A reverse mortgage is a type of home equity loan that’s reserved for older homeowners and does not require monthly mortgage payments. Instead, the loan is repaid after the borrower moves out or dies.
Reverse mortgages are often considered a last-resort source of income, but they have become a great retirement planning tool for many homeowners.
The first federally-insured reverse mortgage — also known as a home equity conversion mortgage, or HECM — was introduced in 1989. These loans allow people who are 62 or older to tap a portion of their home equity without having to move.
Who would benefit from a reverse mortgage
- People that don’t plan on moving.
- Can afford the cost of maintaining their home.
- Want to access the equity in their home to supplement their income or have money available for a rainy day.

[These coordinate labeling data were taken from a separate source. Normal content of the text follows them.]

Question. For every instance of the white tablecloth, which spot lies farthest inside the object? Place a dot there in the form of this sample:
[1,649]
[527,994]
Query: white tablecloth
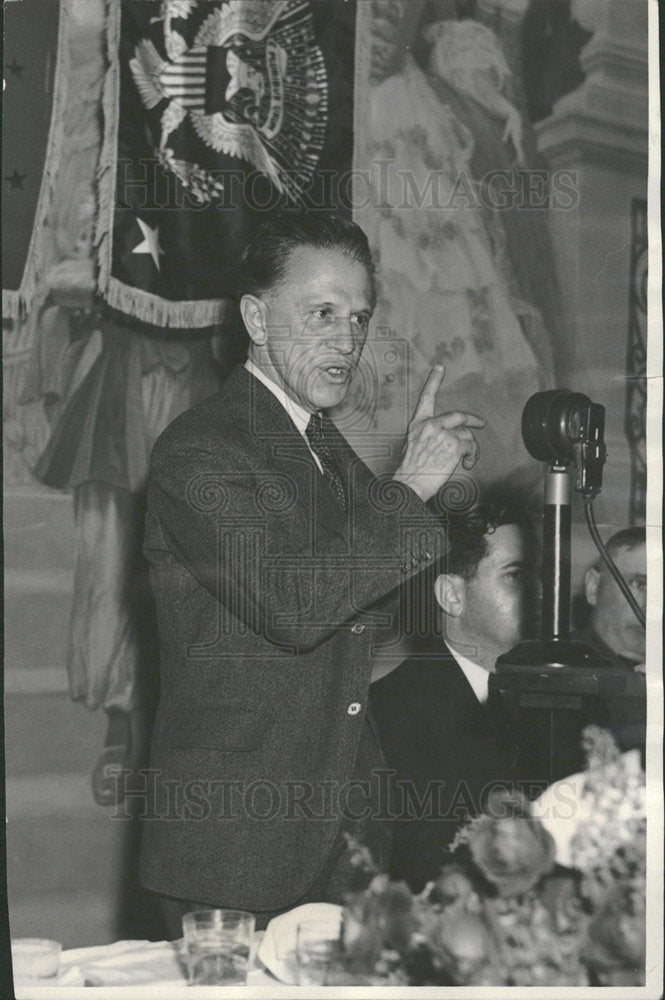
[131,963]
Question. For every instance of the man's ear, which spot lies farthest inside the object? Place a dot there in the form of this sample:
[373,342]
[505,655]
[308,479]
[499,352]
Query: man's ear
[253,312]
[449,590]
[591,581]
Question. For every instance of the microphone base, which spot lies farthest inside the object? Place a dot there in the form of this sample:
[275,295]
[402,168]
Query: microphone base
[542,695]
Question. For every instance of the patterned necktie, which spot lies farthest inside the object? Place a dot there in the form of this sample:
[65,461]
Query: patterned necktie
[317,443]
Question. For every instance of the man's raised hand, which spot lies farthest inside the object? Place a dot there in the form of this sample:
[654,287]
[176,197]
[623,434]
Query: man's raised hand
[435,444]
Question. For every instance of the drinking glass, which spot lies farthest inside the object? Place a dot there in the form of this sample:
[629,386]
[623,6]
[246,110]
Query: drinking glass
[317,945]
[35,957]
[217,943]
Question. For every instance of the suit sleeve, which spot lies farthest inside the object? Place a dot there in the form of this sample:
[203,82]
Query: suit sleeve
[244,543]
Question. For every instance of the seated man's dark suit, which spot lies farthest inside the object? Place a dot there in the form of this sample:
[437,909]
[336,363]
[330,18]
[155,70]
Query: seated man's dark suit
[264,588]
[438,737]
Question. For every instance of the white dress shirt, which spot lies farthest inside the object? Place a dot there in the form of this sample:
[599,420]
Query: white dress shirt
[299,415]
[478,677]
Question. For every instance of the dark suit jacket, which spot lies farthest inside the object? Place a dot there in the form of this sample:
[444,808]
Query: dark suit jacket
[264,589]
[441,740]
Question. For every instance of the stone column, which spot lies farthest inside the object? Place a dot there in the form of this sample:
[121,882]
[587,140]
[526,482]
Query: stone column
[600,131]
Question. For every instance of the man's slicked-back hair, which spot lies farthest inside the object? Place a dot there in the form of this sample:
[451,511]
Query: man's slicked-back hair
[467,535]
[627,538]
[265,259]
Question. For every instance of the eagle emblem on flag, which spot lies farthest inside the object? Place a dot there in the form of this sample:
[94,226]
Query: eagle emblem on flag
[251,82]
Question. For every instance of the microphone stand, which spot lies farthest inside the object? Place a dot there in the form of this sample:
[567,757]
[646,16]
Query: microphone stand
[545,691]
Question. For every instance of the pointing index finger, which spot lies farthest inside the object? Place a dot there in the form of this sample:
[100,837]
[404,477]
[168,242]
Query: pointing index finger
[459,418]
[425,405]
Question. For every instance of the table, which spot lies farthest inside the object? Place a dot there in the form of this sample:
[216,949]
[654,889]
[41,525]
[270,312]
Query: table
[155,964]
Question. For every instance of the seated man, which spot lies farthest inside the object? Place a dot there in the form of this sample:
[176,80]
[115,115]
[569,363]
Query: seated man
[433,723]
[614,630]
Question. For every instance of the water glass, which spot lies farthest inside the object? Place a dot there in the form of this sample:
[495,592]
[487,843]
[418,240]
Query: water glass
[38,958]
[217,943]
[317,946]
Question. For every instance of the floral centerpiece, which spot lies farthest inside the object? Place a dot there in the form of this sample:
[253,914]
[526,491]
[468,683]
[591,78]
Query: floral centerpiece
[546,896]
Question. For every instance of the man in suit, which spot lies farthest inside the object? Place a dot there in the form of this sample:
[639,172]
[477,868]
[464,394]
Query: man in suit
[271,546]
[446,750]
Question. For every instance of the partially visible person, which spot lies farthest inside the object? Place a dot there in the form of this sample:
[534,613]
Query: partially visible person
[434,726]
[613,629]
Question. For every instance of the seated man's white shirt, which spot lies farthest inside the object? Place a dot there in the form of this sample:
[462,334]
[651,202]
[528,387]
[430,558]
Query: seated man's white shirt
[477,677]
[299,415]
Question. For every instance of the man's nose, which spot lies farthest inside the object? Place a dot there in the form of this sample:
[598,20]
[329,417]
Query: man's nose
[343,338]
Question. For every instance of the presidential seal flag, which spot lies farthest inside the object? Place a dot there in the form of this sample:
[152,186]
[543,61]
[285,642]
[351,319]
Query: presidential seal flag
[36,72]
[216,113]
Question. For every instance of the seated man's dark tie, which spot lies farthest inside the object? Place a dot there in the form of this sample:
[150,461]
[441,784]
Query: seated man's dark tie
[319,446]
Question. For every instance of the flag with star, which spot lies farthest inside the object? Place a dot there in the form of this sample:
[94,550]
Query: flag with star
[215,114]
[35,70]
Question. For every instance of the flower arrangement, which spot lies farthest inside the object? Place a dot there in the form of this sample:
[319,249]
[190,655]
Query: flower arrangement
[505,911]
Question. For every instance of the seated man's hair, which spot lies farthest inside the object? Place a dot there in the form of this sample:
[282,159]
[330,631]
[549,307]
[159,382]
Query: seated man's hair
[265,258]
[627,538]
[467,546]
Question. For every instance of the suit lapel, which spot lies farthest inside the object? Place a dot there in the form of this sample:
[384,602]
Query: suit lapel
[258,413]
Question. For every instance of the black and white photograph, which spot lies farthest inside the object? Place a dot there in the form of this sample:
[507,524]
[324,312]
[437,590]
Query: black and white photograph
[332,499]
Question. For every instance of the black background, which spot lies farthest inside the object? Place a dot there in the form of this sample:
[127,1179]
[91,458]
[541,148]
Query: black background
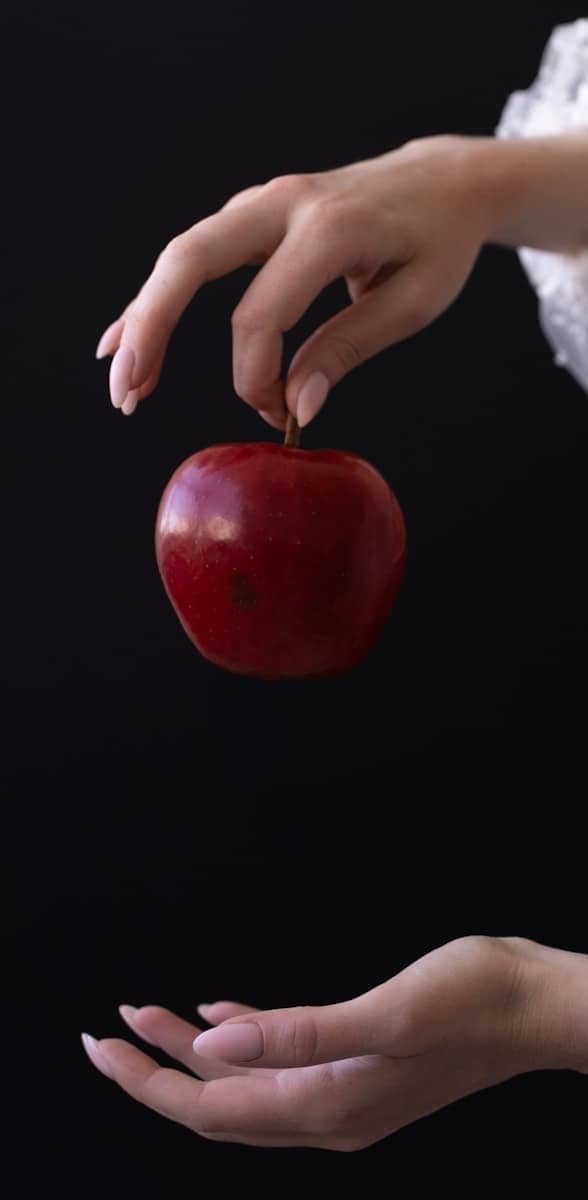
[174,833]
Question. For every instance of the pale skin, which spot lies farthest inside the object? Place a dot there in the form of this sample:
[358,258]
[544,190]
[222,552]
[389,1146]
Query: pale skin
[403,231]
[342,1077]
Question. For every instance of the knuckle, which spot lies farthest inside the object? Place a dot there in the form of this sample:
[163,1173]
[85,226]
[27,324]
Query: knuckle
[207,1127]
[177,250]
[335,215]
[301,1038]
[351,1145]
[345,352]
[289,189]
[247,321]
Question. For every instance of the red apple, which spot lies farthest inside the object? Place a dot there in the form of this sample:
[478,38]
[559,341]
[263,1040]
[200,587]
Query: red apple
[280,563]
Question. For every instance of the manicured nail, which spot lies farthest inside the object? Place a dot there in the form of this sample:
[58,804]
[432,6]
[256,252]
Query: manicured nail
[277,424]
[95,1054]
[233,1043]
[311,397]
[127,1013]
[130,405]
[121,370]
[107,340]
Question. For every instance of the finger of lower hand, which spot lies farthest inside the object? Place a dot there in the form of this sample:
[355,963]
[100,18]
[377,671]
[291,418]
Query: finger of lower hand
[213,247]
[162,1029]
[394,311]
[245,1105]
[303,265]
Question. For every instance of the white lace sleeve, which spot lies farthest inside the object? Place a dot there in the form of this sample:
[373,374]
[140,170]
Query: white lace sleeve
[557,101]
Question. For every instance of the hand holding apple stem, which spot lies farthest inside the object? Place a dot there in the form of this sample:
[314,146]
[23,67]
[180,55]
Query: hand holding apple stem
[292,438]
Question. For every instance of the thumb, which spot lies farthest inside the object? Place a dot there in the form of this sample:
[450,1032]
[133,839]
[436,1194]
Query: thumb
[294,1037]
[389,313]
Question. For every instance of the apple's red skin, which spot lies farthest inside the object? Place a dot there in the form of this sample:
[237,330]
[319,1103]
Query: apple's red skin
[280,563]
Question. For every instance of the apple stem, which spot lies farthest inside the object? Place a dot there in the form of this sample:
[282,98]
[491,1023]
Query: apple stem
[292,438]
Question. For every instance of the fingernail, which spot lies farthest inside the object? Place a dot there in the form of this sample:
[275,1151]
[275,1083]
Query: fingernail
[311,397]
[127,1013]
[233,1043]
[130,405]
[276,423]
[95,1054]
[103,346]
[121,370]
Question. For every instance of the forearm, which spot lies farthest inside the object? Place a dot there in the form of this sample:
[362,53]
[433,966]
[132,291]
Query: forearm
[534,191]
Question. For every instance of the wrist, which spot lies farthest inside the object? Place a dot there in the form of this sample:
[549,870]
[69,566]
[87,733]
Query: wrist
[550,1011]
[532,191]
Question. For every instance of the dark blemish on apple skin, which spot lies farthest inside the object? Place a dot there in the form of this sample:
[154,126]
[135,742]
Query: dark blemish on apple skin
[244,593]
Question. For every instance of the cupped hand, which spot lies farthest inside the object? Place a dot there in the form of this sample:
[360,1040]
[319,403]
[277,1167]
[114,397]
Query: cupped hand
[342,1077]
[402,229]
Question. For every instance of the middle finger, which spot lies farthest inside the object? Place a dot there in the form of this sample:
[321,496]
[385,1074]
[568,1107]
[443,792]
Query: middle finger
[162,1029]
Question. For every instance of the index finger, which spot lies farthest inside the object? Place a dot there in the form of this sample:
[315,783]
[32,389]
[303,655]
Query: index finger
[235,237]
[235,1108]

Some people even use a reverse mortgage to eliminate their existing mortgage and improve their monthly cash flow, says Peter Bell, president and CEO of the National Reverse Mortgage Lenders Association, or NRMLA.
Reverse mortgage basics
- How does it work? The bank makes payments to the borrower based on a percentage of accumulated home equity.
- When does it need to be repaid? When the borrower dies, sells the home or permanently moves out.
- Who is eligible? Seniors age 62 and older who own homes outright or have small mortgages.
- How can the money be used? For any reason. Retirees typically use cash to supplement income, pay for health care expenses, pay off debt or finance home improvement jobs.